Il y a effectivement un risque de répétition, et elle serait lourde de conséquences. La désillusion nourrira la bête immonde. L’objet même du Nouveau Front populaire est d’aller plus loin. Ces premiers jours de campagne montrent, partout, un immense élan, et des gens, nombreux, qui ne seconnaissaient pas font cause commune pour chasser leur peur et partager leurs espoirs. C’est aussi cela le Nouveau Front populaire : la pression de la société, de la base. La première chose que nous aurons en tête au lendemain des élections, quand il s’agira pour la gauche et les écologistes de gouverner, c’est de le faire sans chicaner et de donner à des millions de gens la démonstration qu’on se retrousse les manches et qu’on travaille pour le pays avec le programme de transformation sociale qu’on aura proposé aux électrices et aux électeurs. C’est un programme de gouvernement pour trois ans. Ce programme tient la route et j’invite tout le monde à le lire et à en constater la cohérence. D’ailleurs, si les partis – poussés par les syndicats et les grandes associations comme la CGT, la LDH, Attac, Oxfam France, Greenpeace – ont su le rédiger en une semaine, c’est parce que sur beaucoup de points, ils étaient déjà d’accord. Il reste des controverses et des désaccords évidemment – et il faudra les traiter avec intelligence. Mais c’est cela ou un poutiniste aux affaires. Car entre le RN et nous, il n’y a plus grand-chose de politiquement consistant.
La Nupes a aussi explosé en raison des positions prises par LFI et son caractère hégémonique. Que pensez-vous du poids des Insoumis dans la nouvelle coalition ?
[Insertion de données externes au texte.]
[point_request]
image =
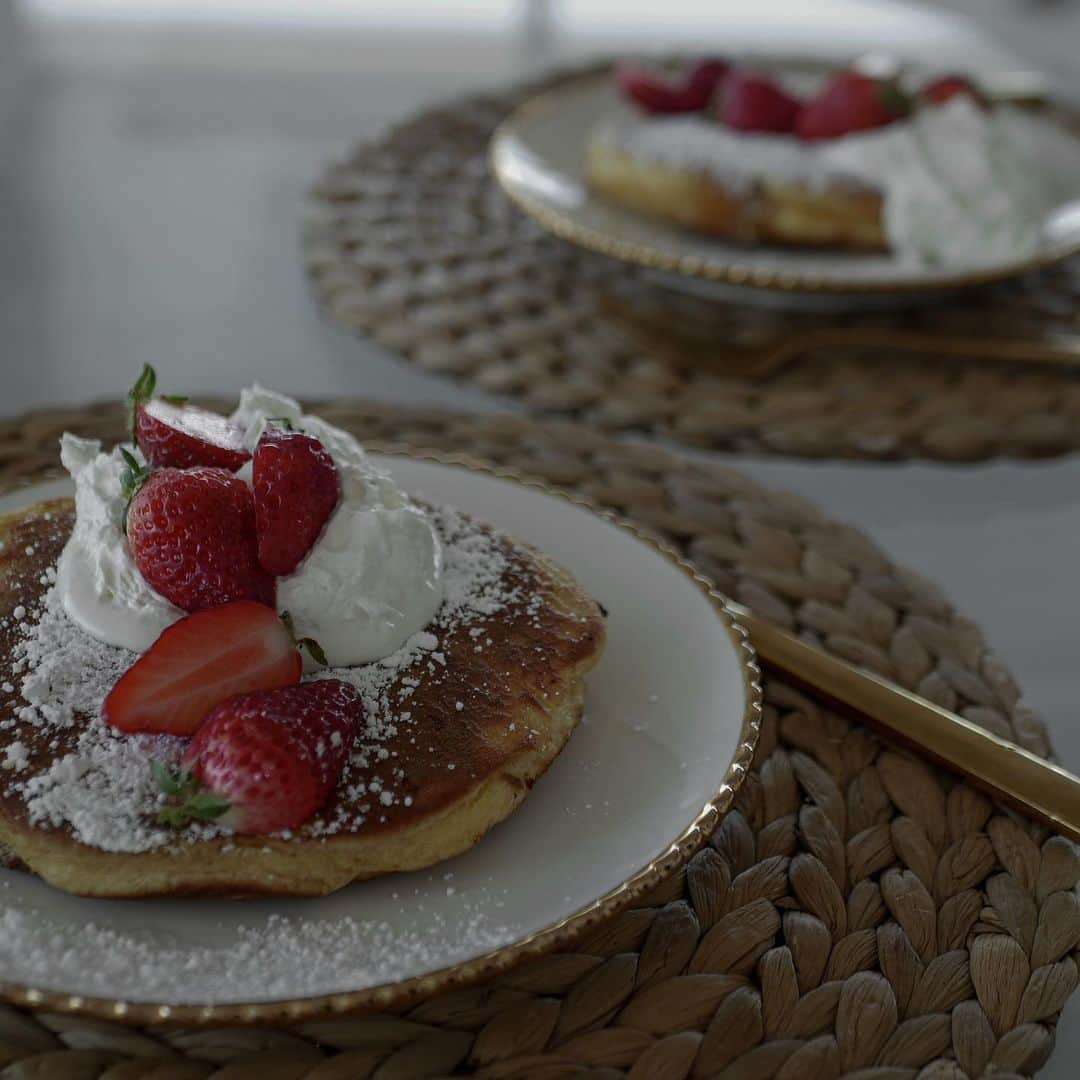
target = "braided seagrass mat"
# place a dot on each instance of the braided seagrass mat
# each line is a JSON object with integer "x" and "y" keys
{"x": 409, "y": 241}
{"x": 859, "y": 914}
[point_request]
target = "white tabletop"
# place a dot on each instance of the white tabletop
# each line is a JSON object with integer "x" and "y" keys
{"x": 149, "y": 194}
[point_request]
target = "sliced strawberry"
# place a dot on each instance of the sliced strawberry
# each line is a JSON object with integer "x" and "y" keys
{"x": 172, "y": 433}
{"x": 192, "y": 535}
{"x": 851, "y": 102}
{"x": 658, "y": 93}
{"x": 267, "y": 760}
{"x": 753, "y": 102}
{"x": 940, "y": 91}
{"x": 296, "y": 487}
{"x": 200, "y": 661}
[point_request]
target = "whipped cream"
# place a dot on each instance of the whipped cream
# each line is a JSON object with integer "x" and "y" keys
{"x": 372, "y": 580}
{"x": 103, "y": 589}
{"x": 958, "y": 181}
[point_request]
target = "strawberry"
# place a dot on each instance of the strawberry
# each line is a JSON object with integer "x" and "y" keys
{"x": 266, "y": 760}
{"x": 752, "y": 102}
{"x": 200, "y": 661}
{"x": 851, "y": 102}
{"x": 192, "y": 535}
{"x": 658, "y": 93}
{"x": 171, "y": 432}
{"x": 944, "y": 89}
{"x": 296, "y": 488}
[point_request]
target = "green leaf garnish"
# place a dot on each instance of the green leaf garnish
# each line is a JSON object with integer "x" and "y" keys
{"x": 314, "y": 649}
{"x": 196, "y": 802}
{"x": 140, "y": 393}
{"x": 201, "y": 806}
{"x": 132, "y": 478}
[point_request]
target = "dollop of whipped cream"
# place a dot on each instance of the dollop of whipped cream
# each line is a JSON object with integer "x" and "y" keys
{"x": 962, "y": 186}
{"x": 372, "y": 580}
{"x": 103, "y": 589}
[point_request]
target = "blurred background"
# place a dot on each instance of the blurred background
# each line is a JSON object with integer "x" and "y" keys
{"x": 153, "y": 153}
{"x": 153, "y": 159}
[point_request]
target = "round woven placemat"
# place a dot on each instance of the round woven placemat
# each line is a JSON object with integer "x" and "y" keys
{"x": 410, "y": 241}
{"x": 860, "y": 914}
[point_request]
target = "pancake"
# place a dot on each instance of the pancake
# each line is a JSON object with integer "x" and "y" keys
{"x": 459, "y": 725}
{"x": 778, "y": 211}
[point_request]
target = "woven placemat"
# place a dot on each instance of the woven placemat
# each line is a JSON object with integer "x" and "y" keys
{"x": 859, "y": 914}
{"x": 409, "y": 241}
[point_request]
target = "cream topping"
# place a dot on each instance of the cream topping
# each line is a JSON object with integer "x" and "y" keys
{"x": 372, "y": 580}
{"x": 958, "y": 181}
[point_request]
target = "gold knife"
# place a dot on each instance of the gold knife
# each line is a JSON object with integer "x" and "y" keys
{"x": 1007, "y": 771}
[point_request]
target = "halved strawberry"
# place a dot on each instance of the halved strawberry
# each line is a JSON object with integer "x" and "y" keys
{"x": 296, "y": 487}
{"x": 266, "y": 760}
{"x": 658, "y": 93}
{"x": 199, "y": 662}
{"x": 171, "y": 432}
{"x": 851, "y": 102}
{"x": 754, "y": 102}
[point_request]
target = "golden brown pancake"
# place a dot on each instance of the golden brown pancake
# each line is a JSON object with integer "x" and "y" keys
{"x": 775, "y": 211}
{"x": 476, "y": 720}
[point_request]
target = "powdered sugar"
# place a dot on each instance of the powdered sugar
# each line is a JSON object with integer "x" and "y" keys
{"x": 272, "y": 958}
{"x": 99, "y": 784}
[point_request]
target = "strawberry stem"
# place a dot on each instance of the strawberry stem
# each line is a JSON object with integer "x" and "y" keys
{"x": 314, "y": 649}
{"x": 139, "y": 393}
{"x": 132, "y": 478}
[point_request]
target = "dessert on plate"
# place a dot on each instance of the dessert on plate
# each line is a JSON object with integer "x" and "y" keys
{"x": 929, "y": 170}
{"x": 243, "y": 661}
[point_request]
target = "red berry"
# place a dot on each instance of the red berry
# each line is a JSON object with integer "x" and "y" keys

Beaucoup de questions réunies en une. Sur l’Ukraine, sur la Palestine, nous avons aujourd’hui une feuille de route partagée : soutien à l’Ukraine, arrêt des massacres à Gaza, libération des otages israéliens et reconnaissance de la Palestine. Quant à sa prétention dominatrice, LFI a tenu compte des résultats des élections européennes et cédé cent circonscriptions à ses partenaires, sachons le reconnaître. De même, LFI a, avant d’autres, traité des questions de fond cruciales, c’est un parti qui avait travaillé ses sujets et renouvelé les termes du débat public, notamment parce que Jean-Luc Mélenchon est aussi un intellectuel. Mais ce qui nous a fait du tort, c’est une stratégie, devenue insupportable à beaucoup, celle de l’outrance et du clivage incessants. À la brutalité du pouvoir macronien, il fallait convaincre et rassurer et ne pas toujours confondre l’Assemblée avec une agora. On peut être ferme sur le fond et souple sur la forme. Se rendre aimable n’est pas interdit. Vous me demandiez mon regard ces sept dernières années : eh bien, en miroir des cris de mes amis sur les bancs, les députés de l’extrême droite donnaient un autre ton.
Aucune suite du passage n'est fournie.